Natural language processing is no free lunch

S. Wagner    University of Stuttgart, Stuttgart, Germany

Abstract

Today’s operating systems, with their personal assistants Siri or Cortana, show the impressive progress natural language processing (NLP) has made. They make it seem like all technical and methodological challenges of NLP have been solved. As many artefacts in software engineering are full of natural language, the applications are endless. As it turns out, however, using NLP is no free lunch. We offer a brief check on how and how not to apply NLP in software analytics in this chapter.

Keywords

Natural language processing (NLP); Part-of-speech tagging; Topic modeling; Stemming; Level of abstraction; Clones

Today’s operating systems, with their personal assistants Siri or Cortana, show the impressive progress natural language processing (NLP) has made. They make it seem like all technical and methodological challenges of NLP have been solved. As many artefacts in software engineering are full of natural language, the applications are endless. As it turns out, however, using NLP is no free lunch. We offer a brief check on how and how not to apply NLP in software analytics in this chapter.

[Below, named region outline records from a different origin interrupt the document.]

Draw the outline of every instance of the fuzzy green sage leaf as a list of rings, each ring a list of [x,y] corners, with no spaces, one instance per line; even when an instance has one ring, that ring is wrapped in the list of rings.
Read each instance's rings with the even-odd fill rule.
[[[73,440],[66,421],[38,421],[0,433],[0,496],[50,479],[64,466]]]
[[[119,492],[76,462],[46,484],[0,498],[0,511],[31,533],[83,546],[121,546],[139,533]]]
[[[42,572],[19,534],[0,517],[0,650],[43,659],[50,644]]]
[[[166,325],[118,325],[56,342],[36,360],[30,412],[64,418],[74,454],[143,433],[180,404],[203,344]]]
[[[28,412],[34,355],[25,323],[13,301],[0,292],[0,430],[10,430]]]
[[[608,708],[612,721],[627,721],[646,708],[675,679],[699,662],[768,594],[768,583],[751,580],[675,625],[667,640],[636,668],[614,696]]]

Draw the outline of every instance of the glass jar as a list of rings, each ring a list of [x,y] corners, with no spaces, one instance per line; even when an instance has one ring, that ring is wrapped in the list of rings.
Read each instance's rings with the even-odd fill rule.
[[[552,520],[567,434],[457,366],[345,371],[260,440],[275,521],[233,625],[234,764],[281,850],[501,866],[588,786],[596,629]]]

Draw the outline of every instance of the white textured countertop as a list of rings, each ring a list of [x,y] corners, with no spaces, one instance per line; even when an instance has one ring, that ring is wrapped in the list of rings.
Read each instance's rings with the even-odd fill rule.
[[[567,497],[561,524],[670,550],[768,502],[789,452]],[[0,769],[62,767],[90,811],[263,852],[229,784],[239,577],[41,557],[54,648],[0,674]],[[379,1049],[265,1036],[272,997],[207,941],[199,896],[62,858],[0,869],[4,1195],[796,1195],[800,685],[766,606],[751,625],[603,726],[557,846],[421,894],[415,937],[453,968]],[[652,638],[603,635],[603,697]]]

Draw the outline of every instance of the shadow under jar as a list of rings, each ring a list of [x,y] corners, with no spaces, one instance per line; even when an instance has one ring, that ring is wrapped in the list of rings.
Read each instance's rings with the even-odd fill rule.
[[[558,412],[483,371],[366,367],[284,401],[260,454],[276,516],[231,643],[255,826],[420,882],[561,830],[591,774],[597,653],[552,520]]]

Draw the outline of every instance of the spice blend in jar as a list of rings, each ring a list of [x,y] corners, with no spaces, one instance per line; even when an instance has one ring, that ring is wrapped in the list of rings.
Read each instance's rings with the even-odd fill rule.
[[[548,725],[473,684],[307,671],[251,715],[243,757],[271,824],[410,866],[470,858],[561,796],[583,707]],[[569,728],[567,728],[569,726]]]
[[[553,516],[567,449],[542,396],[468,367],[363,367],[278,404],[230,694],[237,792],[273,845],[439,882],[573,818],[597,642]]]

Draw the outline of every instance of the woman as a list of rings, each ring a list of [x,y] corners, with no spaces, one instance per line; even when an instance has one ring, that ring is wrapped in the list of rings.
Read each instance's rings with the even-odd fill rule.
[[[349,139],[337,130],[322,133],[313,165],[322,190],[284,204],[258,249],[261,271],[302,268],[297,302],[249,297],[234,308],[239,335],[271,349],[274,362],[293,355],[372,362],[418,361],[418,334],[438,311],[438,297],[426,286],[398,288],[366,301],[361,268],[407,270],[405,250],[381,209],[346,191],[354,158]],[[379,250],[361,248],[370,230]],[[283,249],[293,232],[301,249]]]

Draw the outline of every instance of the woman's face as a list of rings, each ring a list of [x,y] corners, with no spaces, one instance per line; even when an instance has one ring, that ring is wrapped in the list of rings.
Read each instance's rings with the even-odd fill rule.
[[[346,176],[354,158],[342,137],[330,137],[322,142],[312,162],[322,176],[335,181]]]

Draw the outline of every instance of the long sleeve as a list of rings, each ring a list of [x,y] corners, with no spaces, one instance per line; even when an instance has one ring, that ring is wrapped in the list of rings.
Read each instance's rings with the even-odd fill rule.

We recently applied NLP on the documentation of software systems. Our starting point was that the likes of JavaDoc and Doxygen allowed software developers to document source code in a structured and versatile way. This led to a considerable amount of documentation, especially of interfaces in many programs today. The documentation focuses, however, on the level of functions/methods and classes. Documentation on the component level is often missing.

So why can’t we use the lower-level documentation to generate the component documentation? One problem is that most of this documentation is in natural language (apart from some annotations for authors or return values). How can we decide what from the class and method comments is important for describing the component they are a part of?

I decided to team up with a NLP expert and colleague, Sebastian Padó, and to explore this issue in a master thesis [1]. While we could apply topic modeling to the comments on the class level and generate meaningful topics, the practical usefulness of the results is unclear. For example, for the Java package java.io it showed us the following topic to be most probable: “buffer, stream, byte, read, method, field, data, write, output, class, serial, input, written…”. It gives an idea what the package is about. Yet, it cannot replace a description created by a human.

Let us discuss what it takes to create such results and how we could improve them.

Natural Language Data in Software Projects

Most data we deal with in software projects is somehow textual. The central artefact in a software project is the source code, which is textual, in a formal language, and how to analyse it has been thoroughly studied. Beyond the source code, however, we find a lot of natural language data in today’s software projects. For example, we have textual documentation for the user, or of the software architecture. We also find textual data in commit messages and issue descriptions. Even in the source code, as we saw before, we have natural language in the comments. We need to make more use of this rich source of information to support developers and guide projects. Yet, how can we deal with data that is as fuzzy as natural language?

Natural Language Processing

NLP has made huge progress over the last decades. NLP researchers have developed a wide range of algorithms and tools to deal with large text corpora and give various insights into the meaning of the natural language texts. For example, part-of-speech tagging gives you the grammatical use of each word (verb, noun, or determiner) and topic modeling extracts the most probable topics for documents in a text corpus. The access to the research results in NLP is easy as there are several great text books (eg, [2]) and open-source libraries (eg, from the Stanford NLP group: http://nlp.stanford.edu/software/) available. They provide us with the means to analyse the natural language data from our software projects.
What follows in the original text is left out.